The 47 looks by French designer Nadege Vanhee-Cybulski in on-trend neutral colors were superlative for a host of other reasons. Most twinned the designer’s signature minimalism with a sporty edge.
Clean silhouettes — crisp hems, simple geometric shapes, tight proportions and minimal accessories — set the tone.
Many of the individual items were must-haves, such as a pair of slightly flared burgundy pants that were made of crisscrossed bands of material.
And people better start placing their orders for the new two-tone Kelly bag!
VIVIENNE WESTWOOD HITS THE STREET
Celebrity drag queen Violet Chachki and Milk from “Ru Paul’s Drag Race” held court in a warehouse at Vivienne Westwood’s show.
The warehouse was an appropriate setting for an eclectic assortment of styles that riffed on the “street” in streetwear. The models, both men and women, rode skateboards and scooters.
Prints sometimes resembled graffiti, and there were sneakers, sweatpants and even the odd dog collar.

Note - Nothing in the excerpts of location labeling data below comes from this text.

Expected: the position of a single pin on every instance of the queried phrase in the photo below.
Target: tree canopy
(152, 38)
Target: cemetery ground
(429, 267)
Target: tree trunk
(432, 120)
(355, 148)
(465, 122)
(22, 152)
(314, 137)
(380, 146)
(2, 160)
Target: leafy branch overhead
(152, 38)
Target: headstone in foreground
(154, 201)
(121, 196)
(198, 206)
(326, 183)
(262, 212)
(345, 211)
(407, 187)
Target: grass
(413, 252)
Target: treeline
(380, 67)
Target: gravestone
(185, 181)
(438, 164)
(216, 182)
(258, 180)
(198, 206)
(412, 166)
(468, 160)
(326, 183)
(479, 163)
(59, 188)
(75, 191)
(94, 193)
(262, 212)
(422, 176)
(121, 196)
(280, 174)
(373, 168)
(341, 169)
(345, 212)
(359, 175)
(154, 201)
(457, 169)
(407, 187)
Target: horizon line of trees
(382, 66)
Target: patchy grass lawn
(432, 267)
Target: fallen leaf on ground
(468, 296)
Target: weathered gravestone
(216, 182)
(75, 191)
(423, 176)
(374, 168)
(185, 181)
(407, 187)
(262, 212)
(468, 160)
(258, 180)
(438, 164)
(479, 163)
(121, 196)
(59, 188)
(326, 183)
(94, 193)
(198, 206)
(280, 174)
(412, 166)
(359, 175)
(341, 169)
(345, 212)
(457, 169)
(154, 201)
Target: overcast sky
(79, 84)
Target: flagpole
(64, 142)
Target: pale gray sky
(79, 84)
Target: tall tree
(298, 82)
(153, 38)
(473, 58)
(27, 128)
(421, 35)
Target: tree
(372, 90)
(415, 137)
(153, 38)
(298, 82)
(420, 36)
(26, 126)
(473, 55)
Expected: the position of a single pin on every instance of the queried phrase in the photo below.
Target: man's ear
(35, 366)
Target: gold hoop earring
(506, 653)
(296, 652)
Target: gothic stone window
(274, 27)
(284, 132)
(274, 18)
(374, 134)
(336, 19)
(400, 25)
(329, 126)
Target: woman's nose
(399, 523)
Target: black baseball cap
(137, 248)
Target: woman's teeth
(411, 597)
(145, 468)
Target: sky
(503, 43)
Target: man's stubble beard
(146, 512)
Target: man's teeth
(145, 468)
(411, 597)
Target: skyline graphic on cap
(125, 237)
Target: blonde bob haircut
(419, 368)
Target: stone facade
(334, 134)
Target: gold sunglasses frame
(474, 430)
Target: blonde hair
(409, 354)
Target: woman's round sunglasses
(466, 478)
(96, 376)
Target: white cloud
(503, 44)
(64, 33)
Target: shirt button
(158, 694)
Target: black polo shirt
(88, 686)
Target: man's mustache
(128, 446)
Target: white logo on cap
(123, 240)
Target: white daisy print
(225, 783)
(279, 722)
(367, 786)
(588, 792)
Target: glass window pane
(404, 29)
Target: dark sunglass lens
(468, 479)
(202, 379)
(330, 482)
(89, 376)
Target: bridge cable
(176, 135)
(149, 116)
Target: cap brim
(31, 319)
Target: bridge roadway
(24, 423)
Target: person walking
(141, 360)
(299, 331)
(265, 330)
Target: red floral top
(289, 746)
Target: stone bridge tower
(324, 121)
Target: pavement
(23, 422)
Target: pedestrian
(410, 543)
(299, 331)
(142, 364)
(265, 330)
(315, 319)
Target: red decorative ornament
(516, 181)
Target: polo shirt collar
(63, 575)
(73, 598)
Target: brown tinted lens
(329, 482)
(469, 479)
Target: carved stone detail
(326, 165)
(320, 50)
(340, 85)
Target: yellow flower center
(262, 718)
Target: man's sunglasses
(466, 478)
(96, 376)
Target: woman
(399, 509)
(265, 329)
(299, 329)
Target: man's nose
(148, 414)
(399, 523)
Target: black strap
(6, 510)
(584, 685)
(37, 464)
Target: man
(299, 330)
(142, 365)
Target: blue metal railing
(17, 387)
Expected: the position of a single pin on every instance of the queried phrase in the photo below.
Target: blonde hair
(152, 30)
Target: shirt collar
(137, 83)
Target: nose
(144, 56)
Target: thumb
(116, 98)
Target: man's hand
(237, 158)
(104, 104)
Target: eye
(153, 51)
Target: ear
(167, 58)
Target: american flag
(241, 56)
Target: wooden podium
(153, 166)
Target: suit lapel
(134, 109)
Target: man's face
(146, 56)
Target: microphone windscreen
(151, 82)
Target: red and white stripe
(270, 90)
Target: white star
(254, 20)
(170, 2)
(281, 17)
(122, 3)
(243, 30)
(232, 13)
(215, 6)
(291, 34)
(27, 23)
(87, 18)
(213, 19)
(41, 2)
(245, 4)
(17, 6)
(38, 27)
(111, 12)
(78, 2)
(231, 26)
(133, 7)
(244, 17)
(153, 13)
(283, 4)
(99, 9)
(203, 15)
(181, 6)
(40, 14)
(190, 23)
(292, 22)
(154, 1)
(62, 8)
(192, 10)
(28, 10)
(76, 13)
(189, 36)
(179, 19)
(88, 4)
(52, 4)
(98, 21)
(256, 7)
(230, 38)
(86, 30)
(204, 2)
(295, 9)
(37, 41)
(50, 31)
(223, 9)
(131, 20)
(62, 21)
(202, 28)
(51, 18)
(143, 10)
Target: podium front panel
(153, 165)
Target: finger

Andreas Kronthaler, 66, who took over the creative reins his 77-year-old wife and design partner some years ago, mixed the draped gowns that are a Westwood signature with thigh-length menswear shirts, prints and text.
One of the best looks was a giant pile of fabric bags that were wrapped around the torso of a female model, perhaps a statement about the hectic pace of daily life.
It cut a nice image against the sculptural decor made of reams of paper.
Another notable feature was a play on hypermasculinity.
Scantily-clad muscle men wore skintight vests, and one walked in platform shoes with fluffy tulle around the ankles.
FASHION TREND: BLACK AND WHITE
Spring is a time to get your color on. Usually.
The ready-to-wear collections in Paris have bucked this fashion rule, creating a spring and summer of white, black and other design neutrals.
Virgil Abloh’s label Off-White used lots of, well, white on its runway. Hedi Slimane, making his highly-anticipated Celine debut, favored the darkest hues for his nighttime show.
Rick Owens channeled demons and witches with his black-centric show that featured a giant burning sculpture spitting out smoke. The sculpture smoldered alongside white, beige and gray designs.
The trend could reflect the polarized political discourse in West or just be an aesthetic choice; either way, it’s unavoidable.
ELIE SAAB GETS PLAYFUL
Popular Lebanese designer Elie Saab is riding high after the coup of having Oscar-winning actress Hilary Swank wear a gown he designed for her wedding last month.
The ethereal wedding gown was made of 25 meters (82 feet) of Chantilly lace, eight meters (26 feet) of silk chiffon and six meters (nearly 20 feet) of organza silk and took 150 hours to create.
At Saturday’s show, it may have been ready-to-wear style on the runway, but it was clear that it was the same Saab atelier that had done the work.
The devil was in the detail.
The 58 styles skipped the usual full-throttle, cinched-waist sensuality and energy of Saab’s designs, an exception being thigh-high boots.
In its place was a more playful version of Saab that was willing to explore new ideas — for better and for worse.
Overpowering, dark floral prints on pants, minis and billowing skirts contrasted with angelic lace and fastidious detailing that evoked the 1970s.
A leopard print look fared badly, its single exposed shoulder looking out of balance.
But gowns such as a striped boho number showed that Saab was daring to venture out of his bread-and-butter comfort zone.